Poche pagine per raccontare grandi vite

Ci sono Voltaire e Zenone, Baudelaire e Teresa d'Avila, Freud e Pitagora, Balzac e Ildegarda de Bingen, ci sono loro e ci sono tanti altri personaggi, tante altre figure che hanno lasciato il loro segno. Scrittori e mistici, poeti e sapienti, sovversivi dello spirito e sognatori.

Che galleria, quella che percorriamo con Silvia Ronchey ne Il guscio della tartaruga (Nottetempo), magari scoprendo che per raccontare la loro vita, per spremerne il succo, non c'è bisogno di volumi ponderosi, possono bastare anche tre paginette di parole distillate.

Che cosa hanno in comune? Che cosa raccontano davvero le loro vite?

Forse il genio, la forza della creatività, la fame di profondità.

Forse. Ma in comune c'è soprattutto lo sguardo di una storica che non si accontenta di mettere insieme nomi e date (date, anzi, non ce ne sono proprio), ma che cerca lampi di umanità, frammenti di vita autentica.

Questo non è un dizionario di uomini (e donne) illustri.

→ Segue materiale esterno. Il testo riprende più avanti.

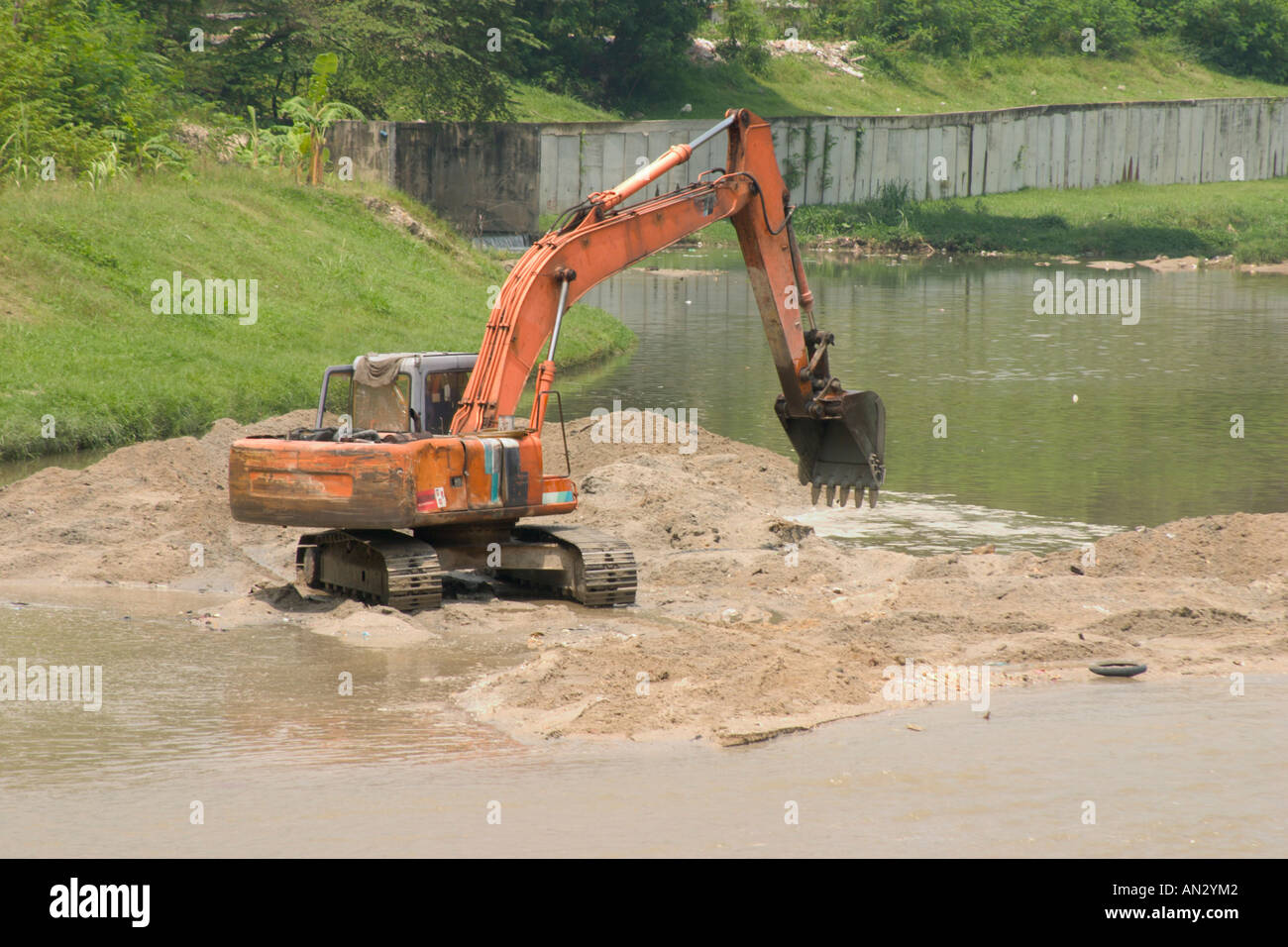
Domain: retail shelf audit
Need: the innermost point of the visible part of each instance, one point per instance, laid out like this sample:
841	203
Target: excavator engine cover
844	450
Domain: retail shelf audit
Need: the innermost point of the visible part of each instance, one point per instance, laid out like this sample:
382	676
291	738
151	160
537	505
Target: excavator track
603	571
377	566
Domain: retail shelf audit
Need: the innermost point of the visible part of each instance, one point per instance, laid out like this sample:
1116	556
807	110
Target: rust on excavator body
459	487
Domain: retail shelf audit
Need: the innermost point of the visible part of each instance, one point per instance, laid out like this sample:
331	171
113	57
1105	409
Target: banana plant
313	115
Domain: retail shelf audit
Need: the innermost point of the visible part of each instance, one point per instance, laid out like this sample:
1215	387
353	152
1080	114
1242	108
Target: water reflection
1146	440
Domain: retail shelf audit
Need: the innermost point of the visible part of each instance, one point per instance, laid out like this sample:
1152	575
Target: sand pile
136	515
735	637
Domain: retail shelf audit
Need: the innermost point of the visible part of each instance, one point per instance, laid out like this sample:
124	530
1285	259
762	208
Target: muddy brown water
1020	464
252	725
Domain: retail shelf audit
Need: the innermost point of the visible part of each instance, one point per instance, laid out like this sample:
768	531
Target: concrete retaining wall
493	176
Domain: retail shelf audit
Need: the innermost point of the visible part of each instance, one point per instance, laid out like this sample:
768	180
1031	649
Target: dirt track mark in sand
735	644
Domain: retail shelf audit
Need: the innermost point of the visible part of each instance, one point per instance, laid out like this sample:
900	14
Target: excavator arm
837	434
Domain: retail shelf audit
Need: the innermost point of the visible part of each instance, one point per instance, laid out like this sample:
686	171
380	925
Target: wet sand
737	637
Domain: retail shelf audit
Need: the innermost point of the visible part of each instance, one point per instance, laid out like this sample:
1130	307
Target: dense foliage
102	86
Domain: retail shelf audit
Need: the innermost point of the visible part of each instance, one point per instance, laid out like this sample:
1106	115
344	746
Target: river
249	729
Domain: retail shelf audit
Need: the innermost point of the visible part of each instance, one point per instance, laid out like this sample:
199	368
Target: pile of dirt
154	513
747	625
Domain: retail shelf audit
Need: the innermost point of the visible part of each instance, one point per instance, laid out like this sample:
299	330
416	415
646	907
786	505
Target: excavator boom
410	502
837	434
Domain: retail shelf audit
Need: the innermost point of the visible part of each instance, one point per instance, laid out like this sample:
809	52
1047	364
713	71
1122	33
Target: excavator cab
415	393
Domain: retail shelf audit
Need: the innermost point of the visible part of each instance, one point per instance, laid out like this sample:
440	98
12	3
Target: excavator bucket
842	451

Piuttosto una trama di citazioni, profonde, illuminanti, spiazzanti, essenziali per il tessuto del nostro passato, del nostro presente. E' bello perdersi dentro. 

sabato 12 novembre 2011

James Hillman e il tempo che scivola via

Com'è morire?, domanda Silvia Ronchey a James Hillman, lo psicanalista americano che con libri come Il codice dell'anima e Saggio su Pan, ci ha regalato nuovi modi di vedere e intendere non solo la morte, ma soprattutto la vita.

Com'è morire?, gli ha chiesto Silvia Ronchey, che non è solo la studiosa del mondo bizantino o la biografa di Ipazia di Alessandria, ma una donna che sa affondare lo sguardo nelle domande che più di tutte contano e che per questo si è spinta fino alla casa del Connecticut dove James Hillman ha abitato gli ultimi sui giorni su questa terra.

E così le ha risposto James Hillman, con parole che, certo, non sono solo le parole di un'intervista su Tuttolibri:

Uno svuotamento. Si comincia svuotandosi. Ma, si potrebbe chiedere, che cos'è o dov'è il vuoto? Il vuoto è nella perdita. E che cosa si perde? Io non ho "perso" nel senso comune di  "perdere". Non c'è perdita in quel senso. C'è la fine dell'ambizione. La fine di ciò che si chiede a se stessi. E' molto importante. Non si chiede più niente a se stessi. Si comincia a svuotarsi degli obblighi e dei vincoli, delle necessità che si pensavano importanti. E quando queste cose cominciano a sparire, resta un'enorme quantità di tempo. E poi scivola via anche il tempo....

sabato 4 giugno 2011

Se è Omero che potrà salvarci

La guerra, per un attimo, era sembrata lontanissima. Molto tempo prima, avevamo bevuto alla stessa sorgente....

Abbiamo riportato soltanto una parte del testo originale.